Office: Mergenthaler 540
Office Hours: Wednesday, 3:00 - 5:00
Phone: 410.516.7624
Email: mcdon@jhu.edu
Curriculum Vitae (PDF)

  • I joined the faculty of Johns Hopkins in 1994 as I was completing my doctoral study at the University of California, Davis. I began my academic career by examining maternal activism among middle-class black women, a long tradition steeped in what I call “normative empathy,” motivation derived from a conjunction of empathy for other black women and of African-American norms of solidarity, responsibility, and accountability.  I partnered with Frank F. Furstenberg, Jr. (University of Pennsylvania) in expanding his longitudinal study of predominantly black Baltimore mothers. This research focused on potential barriers to women-centered kin support for present-day urban black teen mothers in light of kin support mandates specified in the 1996 federal welfare reforms.

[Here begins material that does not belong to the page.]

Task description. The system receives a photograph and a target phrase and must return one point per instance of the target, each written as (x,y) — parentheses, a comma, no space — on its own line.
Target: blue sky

    I have also partnered with my colleague, Thomas A. LaVeist (Johns Hopkins Bloomberg School of Public Health and Center for Health Disparities Solutions), to examine differences in life outcome among black and white children in the inner city and to determine the extent to which urban disadvantage differentiates young adult educational outcomes by race and gender under such conditions.

    In addition to serving on the Sociology faculty, I served as the Associate Dean of Multicultural Affairs from 2008-2010, and am an associate of the Hopkins Population Center and the Center for Africana Studies.

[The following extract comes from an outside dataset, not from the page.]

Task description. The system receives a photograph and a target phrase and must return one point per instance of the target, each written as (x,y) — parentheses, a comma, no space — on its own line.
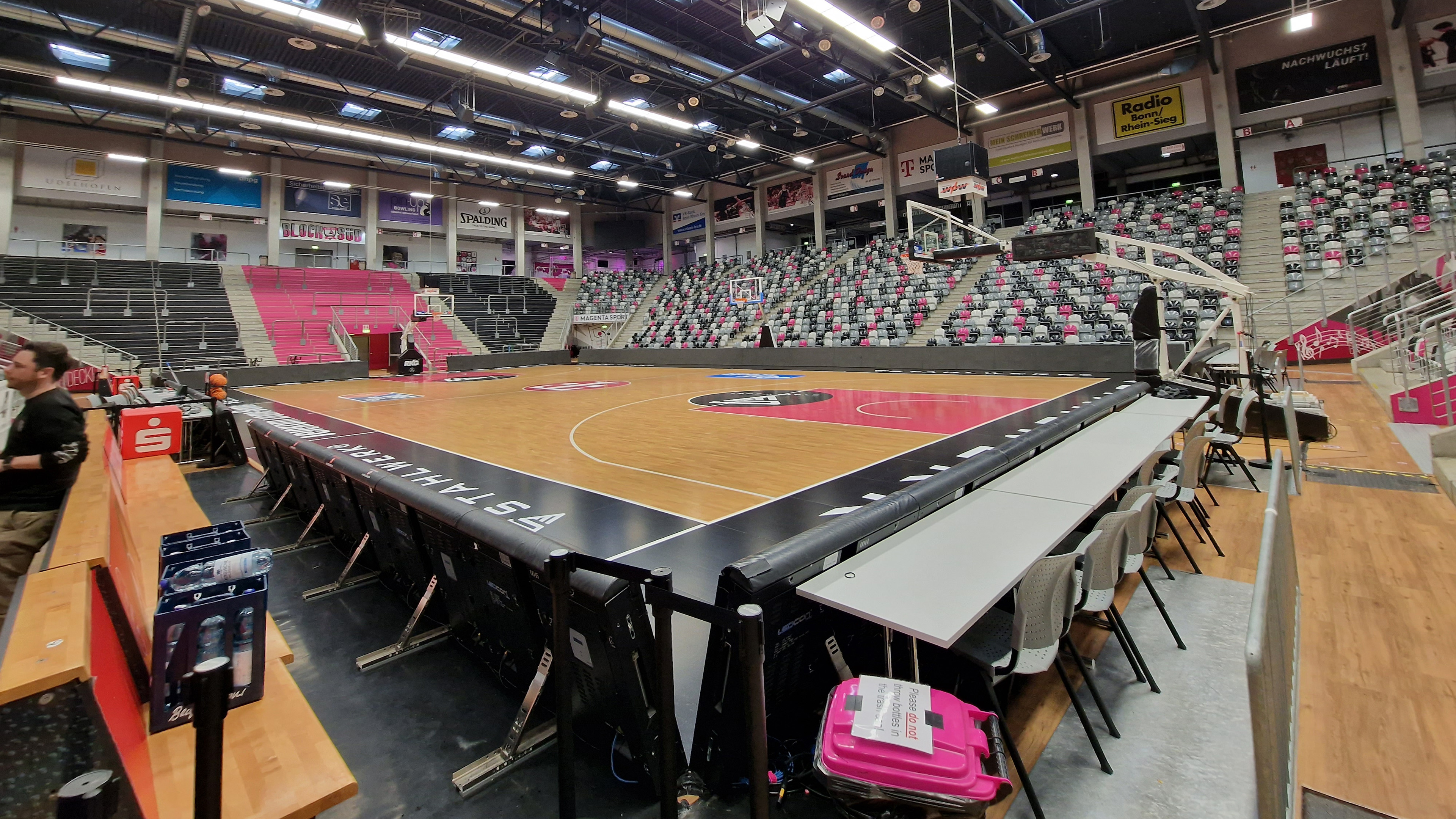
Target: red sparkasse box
(151,430)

  • My most recent research is reported in Embracing Sisterhood: Class, Identity, and Contemporary Black Women (Rowman & Littlefield, 2007).  In this book I analyze how contemporary black women’s ideas of black womanhood and sisterhood merge with social class status to shape certain attachments and detachments among them.  Similarities as well as variations in how black women of different social backgrounds perceive and live black womanhood are interpreted via my primary metaphor “embracing Oprah.” I find that the potential for a pervasive and polarizing “black stepsisterhood” is considerably undermined by the passion with which black women cling to the promises of cross-class, gender-ethnic “community” and of group determination.  Embracing Sisterhood draws its analysis from in-depth interviews with 88 contemporary black women aged 18 to 89, covering issues associated with dimensions of gender-ethnic identity and consciousness.

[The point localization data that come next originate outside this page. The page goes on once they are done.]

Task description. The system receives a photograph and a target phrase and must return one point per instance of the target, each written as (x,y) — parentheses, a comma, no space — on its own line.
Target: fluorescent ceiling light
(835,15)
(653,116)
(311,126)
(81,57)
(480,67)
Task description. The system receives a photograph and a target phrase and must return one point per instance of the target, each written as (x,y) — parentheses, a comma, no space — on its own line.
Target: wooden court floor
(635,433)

    I am currently conducting, with Dr. Caitlin Cross-Barnet, research examining the nature of marriage among native blacks, black Africans, and black Caribbeans comparatively.  Here I contemplate how contemporary young black couples (roughly in their 30s) negotiate marital relationships, navigate marital conflict, and reconcile the recent political pressure for “traditional” marriage with the strong socioeconomic status many black women hold.  One of my research objectives is to better understand the nature of black marital egalitarianism, given numerous claims of egalitarianism’s greater prevalence among blacks as compared to other racial and ethnic groups. I am also interested in the role religion plays in promoting or not promoting certain models of marriage.

     
  • 230.205 Introduction to Social Statistics (undergraduate)
    230.600 Introduction to Social Statistics (graduate)
    230.208 Contemporary Perspectives in Race Relations
    230.316 The African-American Family
    230.323 Qualitative Research Practicum
    230.332 Race, Racism, and Racial Privilege
    230.616 Researching Race, Class, and Gender
    230.649 Qualitative Research Methods in the Social Sciences

  • 2012, Forthcoming.  Bennett, Pamela R. and Katrina Bell McDonald. “Assessing Military Service as a Pathway to Early Socioeconomic Achievement for Disadvantaged Groups.” In Life Course Perspectives on Military Service, edited by Janet M. Wilmoth and Andrew S. London. New York: Routledge.

    2009.  Book Review:  Blue-Chip Black: Race, Class, and Status in the New Black Middle Class, with Caitlin Cross-Barnet.  Journal of Marriage and Family 71 (2): 209–436.

    2009.  “(In)Visibility Blues: The Paradox of Institutional Racism,” with Adia Harvey Wingfield.  Sociological Spectrum 29(1).  9(1): 28-50.

    2008.  “Downward Residential Mobility in Structural-Cultural Context:  The Case of Disadvantaged Black Mothers,” with Bedelia N. Richards. Black Women, Gender, and Families, 2(1), 25-53.

    2007.  Embracing Sisterhood: Class, Identity, and Contemporary Black Women.  Rowman & Littlefield.